🤖 AI Summary
This work addresses the limitations of existing autonomous information retrieval agents, which are predominantly confined to textual modalities and struggle to efficiently acquire and integrate information in multimodal environments. Key challenges include the trade-off between generalization and specialization in tool usage and the scarcity of multi-hop multimodal training data. To overcome these issues, the authors propose a modular multimodal retrieval agent that explicitly decouples information acquisition from answer generation. They introduce a retrieval-oriented multi-objective reinforcement learning framework that jointly optimizes factual accuracy, reasoning plausibility, and retrieval fidelity. Additionally, they construct MMSearchVQA, the first dataset designed to support multi-hop multimodal retrieval training. Experimental results demonstrate that the proposed approach significantly outperforms existing models on complex multimodal tasks, exhibiting strong transferability and reasoning capabilities.
📝 Abstract
Recent advances in DeepResearch-style agents have demonstrated strong capabilities in autonomous information acquisition and synthesize from real-world web environments. However, existing approaches remain fundamentally limited to text modality. Extending autonomous information-seeking agents to multimodal settings introduces critical challenges: the specialization-generalization trade-off that emerges when training models for multimodal tool-use at scale, and the severe scarcity of training data capturing complex, multi-step multimodal search trajectories.
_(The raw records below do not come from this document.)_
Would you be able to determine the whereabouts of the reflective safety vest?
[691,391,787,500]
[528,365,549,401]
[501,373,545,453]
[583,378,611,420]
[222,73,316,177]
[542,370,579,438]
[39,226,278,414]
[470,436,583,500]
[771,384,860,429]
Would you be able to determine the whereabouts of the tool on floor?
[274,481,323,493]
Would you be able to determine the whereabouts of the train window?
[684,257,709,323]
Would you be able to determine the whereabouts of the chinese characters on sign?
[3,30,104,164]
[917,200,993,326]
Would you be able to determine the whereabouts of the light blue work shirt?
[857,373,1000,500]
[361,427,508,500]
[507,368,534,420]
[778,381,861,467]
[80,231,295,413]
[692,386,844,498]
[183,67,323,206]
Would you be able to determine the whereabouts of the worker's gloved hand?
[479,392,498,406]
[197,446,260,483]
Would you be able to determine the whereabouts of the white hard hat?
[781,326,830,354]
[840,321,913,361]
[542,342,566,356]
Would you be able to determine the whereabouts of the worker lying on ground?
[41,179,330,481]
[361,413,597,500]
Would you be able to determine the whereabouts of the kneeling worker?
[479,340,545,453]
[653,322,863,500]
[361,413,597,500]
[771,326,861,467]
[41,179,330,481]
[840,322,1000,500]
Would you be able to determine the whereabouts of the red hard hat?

To address these challenges, we propose M$^3$Searcher, a modular multimodal information-seeking agent that explicitly decouples information acquisition from answer derivation. M$^3$Searcher is optimized with a retrieval-oriented multi-objective reward that jointly encourages factual accuracy, reasoning soundness, and retrieval fidelity. In addition, we develop MMSearchVQA, a multimodal multi-hop dataset to support retrieval centric RL training. Experimental results demonstrate that M$^3$Searcher outperforms existing approaches, exhibits strong transfer adaptability and effective reasoning in complex multimodal tasks.